Cette graisse peut-être due, entre autres facteurs, à un déséquilibre entre les apports et les dépenses énergétiques. Des apports supérieurs aux besoins de l’organisme sont stockés sous forme de cellules adipeuses, servant par la suite de réserves énergétiques.
L’OMS définit la santé comme « un état de complet bien-être physique, mental et social, et ne consiste pas seulement en une absence de maladie ou d'infirmité », or en raison de sa progression rapide au niveau mondial, l’OMS a classé en 1997 l’obésité parmi les maladies mettant en cause le bien-être physique, psychologique et social de l’individu.
L’obésité reste un des défis majeurs de santé publique du XXIe siècle avec le développement de mesures de prévention et une prise en charge du surpoids et de l’obésité.
Indice de masse corporelle (IMC)
La surcharge pondérale est estimée par l’Indice de Masse Corporelle (IMC) ou en anglais le Body Mass Index BMI. C’est un indicateur calculé par le rapport : poids (kg)/[taille (m)]², et exprimé en kg/m².
Cette mesure s’applique aux deux sexes et à toutes les tranches d’âge adulte.
Selon l’OMS, le surpoids est défini par un IMC compris entre 25 et 30 kg/m² et l’obésité par un IMC supérieur ou égal à 30 kg/m².
Source : Organisation Mondiale de la Santé - Infographie réalisée par nos soins, 2020
Un facteur autre que l’IMC intervient dans le diagnostic d’un excès de masse grasse : la répartition du tissu adipeux. Deux types d’obésité sont alors définis :
- l’obésité gynoïde : graisses reparties dans la partie basse du corps
- l’obésité androïde : graisses au niveau de l’abdomen.
Adiposité abdominale et risque de complications métaboliques
Pour un IMC supérieur à 25 kg/m2 et inférieur à 35 kg/m2, l’examen clinique doit être complété par la mesure du tour de taille, réalisée à mi-distance entre la dernière côte et le sommet de la crête iliaque.
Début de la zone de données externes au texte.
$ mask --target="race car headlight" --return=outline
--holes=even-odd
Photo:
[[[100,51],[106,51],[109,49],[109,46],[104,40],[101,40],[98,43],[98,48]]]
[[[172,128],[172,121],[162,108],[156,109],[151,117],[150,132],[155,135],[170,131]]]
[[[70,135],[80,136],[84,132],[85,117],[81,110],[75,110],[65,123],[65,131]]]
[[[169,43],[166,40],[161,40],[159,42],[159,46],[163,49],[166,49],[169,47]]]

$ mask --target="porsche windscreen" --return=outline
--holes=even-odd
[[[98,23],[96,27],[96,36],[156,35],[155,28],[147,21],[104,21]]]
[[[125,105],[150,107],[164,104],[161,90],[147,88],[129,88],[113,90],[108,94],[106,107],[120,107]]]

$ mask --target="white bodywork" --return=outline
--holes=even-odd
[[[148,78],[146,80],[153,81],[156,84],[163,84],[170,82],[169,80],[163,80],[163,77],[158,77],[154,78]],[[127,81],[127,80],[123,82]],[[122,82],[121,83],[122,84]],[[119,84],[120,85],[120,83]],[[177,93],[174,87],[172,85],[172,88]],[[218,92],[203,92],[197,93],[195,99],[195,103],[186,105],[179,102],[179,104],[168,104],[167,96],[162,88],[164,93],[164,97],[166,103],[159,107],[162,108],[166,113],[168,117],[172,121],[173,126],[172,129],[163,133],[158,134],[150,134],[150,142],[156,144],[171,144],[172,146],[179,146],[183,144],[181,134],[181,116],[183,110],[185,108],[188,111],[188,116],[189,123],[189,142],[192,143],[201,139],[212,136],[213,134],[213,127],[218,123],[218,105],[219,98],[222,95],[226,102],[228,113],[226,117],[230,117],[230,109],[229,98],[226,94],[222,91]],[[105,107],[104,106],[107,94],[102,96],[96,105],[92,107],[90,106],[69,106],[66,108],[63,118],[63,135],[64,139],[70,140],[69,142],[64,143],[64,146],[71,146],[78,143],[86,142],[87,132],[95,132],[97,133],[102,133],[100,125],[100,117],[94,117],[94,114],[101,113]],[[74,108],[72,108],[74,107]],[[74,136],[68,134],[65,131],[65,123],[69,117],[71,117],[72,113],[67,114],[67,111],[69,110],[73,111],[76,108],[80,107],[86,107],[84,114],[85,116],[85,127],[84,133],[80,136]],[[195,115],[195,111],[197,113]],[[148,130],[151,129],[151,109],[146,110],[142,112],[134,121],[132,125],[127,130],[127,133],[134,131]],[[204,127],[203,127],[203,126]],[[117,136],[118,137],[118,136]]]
Un tour de taille élevé est un indicateur de l’excès de graisse au niveau abdominal. Cet excès est associé, indépendamment de l’IMC, au développement de complications métaboliques et vasculaires (diabète de type 2, hypertension, maladies respiratoires, rénales,…) liées à l’obésité. Le tour de hanches, mesuré juste au-dessus des muscles fessiers, permet le calcul du rapport tour de taille/tour de hanche, marqueur lui aussi d’une adiposité abdominale.
Epidémiologie
Le nombre d’hommes en surpoids est plus important que celui des femmes alors que l’obésité touche les deux sexes de manière équivalente. En France, en 2015, environ la moitié des adultes sont en surcharge pondérale avec la répartition suivante : 49 % en surpoids et 17 % obèses (soit plus de 8 millions de personnes). L’obésité augmente avec l’âge, mais décroit à partir de 65 ans. (Santé Publique France - Enquête Esteban 2015).
La prévalence de l’obésité a été multipliée par 6 entre 1975 et 2014. A taille égale, les hommes ont augmenté leur poids de 7 kg et les femmes de 6 kg en 39 ans. (Handbook volume 16).
Le surpoids et l’obésité sont inversement proportionnels au niveau des revenus des foyers, le nord et l’est de la France étant les régions où la prévalence de l’obésité est la plus élevée, avec respectivement 25,6% et 22,9% de personnes atteintes d’obésité (Inserm, 2016). L’Ile-de France est la région la moins touchée par l’obésité. Il existe de nombreuses inégalités sociales liées à la prévalence de ces pathologies : 9,8 % d’enfants de cadre présentent une surcharge pondérale, contre 18,2 % des enfants d’ouvriers (Hercberg, 2016).
Selon l’OMS, le nombre de cas d’obésité a triplé entre 1975 et 2016 dans le monde.
Alors que la proportion d’adultes obèses a plus que doublé en France entre 1980 et 2015, les origines de cette « épidémie » sont multifactorielles. Le bouleversement récent des habitudes alimentaires contribue de façon significative à ce problème mais, au-delà de la nutrition et de facteurs génétiques, des facteurs environnementaux ont été impliqués dans le développement et l’installation de cette maladie chronique.
En 2014, le CIRC (Centre International de Recherche sur le Cancer) a montré que près d'un demi-million de nouveaux cas de cancer par an peuvent être attribués à la surcharge pondérale. Le surpoids et l’obésité sont devenus un facteur majeur de risque, responsable d'environ 3,6% (481 000) des nouveaux cas de cancer en 2012 dans le monde. La proportion de cancers liés à l'obésité est plus élevée chez les femmes (5,4 %) que chez les hommes (1,9 %), en raison surtout du nombre élevé de cancers spécifiquement féminins (sein après la ménopause, utérus) qui ont une origine hormonale importante en lien avec la surcharge pondérale (CIRC/IARC, 2014)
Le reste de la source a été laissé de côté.